Mira y Rolf tenían ahora al caballo justo encima. Con un resoplido asombrado, el animal se levantó sobre ambos cuartos traseros y coceó violentamente con los dos cascos delanteros. Mira chilló y cerró los ojos, convencida de que estaba a punto de dejarse caer sobre ellos y aplastarlos. Pero de algún modo el semental consiguió plantar los cascos a ambos lados de su cuerpo para luego volver a levantarse y dar media vuelta, dándoles la espalda y encarando la verja que lo mantenía preso.

No había espacio para tal maniobra, pero el caballo estaba decidido. Sin moverse del sitio, se preparó, balanceándose sobre los cuartos traseros, y saltó con premura por los aires, superando la valla con agilidad y sin esfuerzo.

Mira no daba crédito. Ni siquiera había tenido que tomar impulso. Se había limitado a propulsarse, como si tuviera muelles en los cascos. Y había aterrizado al otro lado de la valla grácil como un gato. En cuanto tocó tierra, se dio impulso y emprendió el galope con una orgullosa sacudida de crines. Enfiló hacia la otra punta del bosque, haciendo mecerse los abedules y las coníferas a su paso hasta convertirse en un destello grisáceo entre los árboles.
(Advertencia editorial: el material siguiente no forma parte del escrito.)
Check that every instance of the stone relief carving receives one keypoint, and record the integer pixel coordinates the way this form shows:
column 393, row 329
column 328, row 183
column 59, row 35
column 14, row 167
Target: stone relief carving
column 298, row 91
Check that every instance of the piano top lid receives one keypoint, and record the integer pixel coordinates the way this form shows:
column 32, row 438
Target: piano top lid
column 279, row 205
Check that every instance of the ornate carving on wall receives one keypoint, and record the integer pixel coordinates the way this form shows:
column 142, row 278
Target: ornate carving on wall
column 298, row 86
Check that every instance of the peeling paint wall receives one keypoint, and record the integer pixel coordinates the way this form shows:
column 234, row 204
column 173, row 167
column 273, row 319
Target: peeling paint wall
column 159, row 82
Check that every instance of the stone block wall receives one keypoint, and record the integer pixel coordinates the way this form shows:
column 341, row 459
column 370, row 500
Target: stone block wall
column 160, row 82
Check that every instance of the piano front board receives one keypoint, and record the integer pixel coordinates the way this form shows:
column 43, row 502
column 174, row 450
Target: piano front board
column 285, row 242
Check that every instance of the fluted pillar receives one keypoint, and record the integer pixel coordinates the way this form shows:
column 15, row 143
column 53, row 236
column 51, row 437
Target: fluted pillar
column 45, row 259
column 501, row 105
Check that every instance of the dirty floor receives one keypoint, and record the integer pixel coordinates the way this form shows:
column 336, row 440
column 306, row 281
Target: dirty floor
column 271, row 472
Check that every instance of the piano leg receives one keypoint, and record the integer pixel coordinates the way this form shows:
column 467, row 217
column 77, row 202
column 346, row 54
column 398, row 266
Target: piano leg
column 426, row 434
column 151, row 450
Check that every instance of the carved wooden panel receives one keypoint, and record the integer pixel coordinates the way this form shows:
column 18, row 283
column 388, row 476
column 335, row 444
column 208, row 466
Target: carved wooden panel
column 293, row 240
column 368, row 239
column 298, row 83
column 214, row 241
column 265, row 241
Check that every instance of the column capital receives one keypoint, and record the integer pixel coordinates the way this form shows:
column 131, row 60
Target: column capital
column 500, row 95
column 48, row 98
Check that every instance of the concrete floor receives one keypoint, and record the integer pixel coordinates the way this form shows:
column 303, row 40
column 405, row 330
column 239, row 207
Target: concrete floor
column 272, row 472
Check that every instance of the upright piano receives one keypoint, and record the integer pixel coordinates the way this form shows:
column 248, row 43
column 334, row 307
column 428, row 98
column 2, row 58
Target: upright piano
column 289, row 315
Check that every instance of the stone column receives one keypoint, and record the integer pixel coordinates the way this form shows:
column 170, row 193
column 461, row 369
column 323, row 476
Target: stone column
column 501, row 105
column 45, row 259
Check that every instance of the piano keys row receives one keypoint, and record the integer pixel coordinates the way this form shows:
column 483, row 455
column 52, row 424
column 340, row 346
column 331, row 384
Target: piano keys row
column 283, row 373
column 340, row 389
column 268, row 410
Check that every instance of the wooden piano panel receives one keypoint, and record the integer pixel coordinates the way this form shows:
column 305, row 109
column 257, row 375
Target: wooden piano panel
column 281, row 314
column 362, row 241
Rolf estaba desquiciado: ¡su presa estaba escapando! Comenzó a aullar de nuevo, y haciendo acopio de fuerzas, consiguió retorcerse y liberarse de las manos de Mira.

—¡Rolf! ¡No!

Esta vez el teckel solo consiguió dar un par de pasos cortos antes de que la correa de cuero le enlazara otra vez el cuello. Previendo que volvería a escaparse, Mira le ­había enganchado la correa al collar cuando lo había placado en el suelo y había deslizado el extremo opuesto alrededor de su muñeca. Rolf consiguió alejarse lo que le dio la medida de la correa antes de que esta volviera a ­contenerlo.

—¡Déjalo marchar! —le regañó Mira—. ¿En qué estabas pensando? ¡No puedes cazar un caballo! Además, ¿qué pretendías hacer con él? ¡Estás como una cabra!
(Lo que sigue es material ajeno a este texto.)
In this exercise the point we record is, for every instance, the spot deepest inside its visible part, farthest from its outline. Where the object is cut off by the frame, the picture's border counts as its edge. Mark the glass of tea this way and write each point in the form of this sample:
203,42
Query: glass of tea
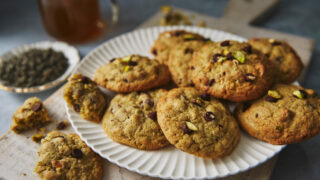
75,21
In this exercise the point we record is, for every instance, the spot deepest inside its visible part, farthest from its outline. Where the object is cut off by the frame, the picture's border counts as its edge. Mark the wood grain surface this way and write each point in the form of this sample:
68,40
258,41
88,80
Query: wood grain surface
18,154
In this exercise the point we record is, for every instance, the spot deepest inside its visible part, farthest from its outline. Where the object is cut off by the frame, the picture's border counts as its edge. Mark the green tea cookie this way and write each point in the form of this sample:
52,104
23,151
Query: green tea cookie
287,63
231,70
32,114
66,156
286,114
85,97
132,73
197,124
170,39
179,62
131,119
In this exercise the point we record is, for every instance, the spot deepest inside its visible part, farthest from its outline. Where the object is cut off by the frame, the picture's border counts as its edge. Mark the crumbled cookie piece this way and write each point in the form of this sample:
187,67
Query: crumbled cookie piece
66,156
85,97
31,115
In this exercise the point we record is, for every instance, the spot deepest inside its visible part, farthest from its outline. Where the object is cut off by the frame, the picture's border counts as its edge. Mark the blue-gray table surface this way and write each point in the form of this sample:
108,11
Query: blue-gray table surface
20,23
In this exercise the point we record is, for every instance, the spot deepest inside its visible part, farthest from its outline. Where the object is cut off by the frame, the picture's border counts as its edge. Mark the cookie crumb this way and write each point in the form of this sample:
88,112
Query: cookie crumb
37,137
62,125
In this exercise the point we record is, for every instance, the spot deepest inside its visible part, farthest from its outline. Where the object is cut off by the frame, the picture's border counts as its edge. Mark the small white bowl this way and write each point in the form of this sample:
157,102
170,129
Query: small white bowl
70,52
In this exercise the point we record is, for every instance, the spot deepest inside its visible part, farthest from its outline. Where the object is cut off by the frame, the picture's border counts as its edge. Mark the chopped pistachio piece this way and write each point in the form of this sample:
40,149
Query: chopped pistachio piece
188,36
191,126
274,94
126,59
225,52
221,59
238,55
299,94
126,68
Pero Rolf no la estaba escuchando. Seguía excitado y con los ojos desorbitados, lanzaba lamentos histéricos y miraba hacia los árboles esperanzado, aunque el caballo, que galopaba a la velocidad de la luz, hubiera desaparecido de su vista.

Mira tiró de Rolf y recogió correa hasta que volvió a tenerlo en sus manos.

—¿De dónde ha salido? —le preguntó al teckel.

Pero lo preguntaba más para sí misma que para el animal. No era raro encontrar caballos en el bosque, pero siempre iban de la mano de jinetes de la escuela de equitación. ¡Los caballos no aparecían en mitad del bosque trotando libres por su cuenta!

Rolf, que se retorcía y forcejeaba en brazos de Mira, exigía ser liberado, y la chica lo bajó al suelo sin soltar la correa en ningún momento.

El perrito se sacudió, indignado, y luego hundió la cabeza en el suelo y comenzó a husmear con ahínco.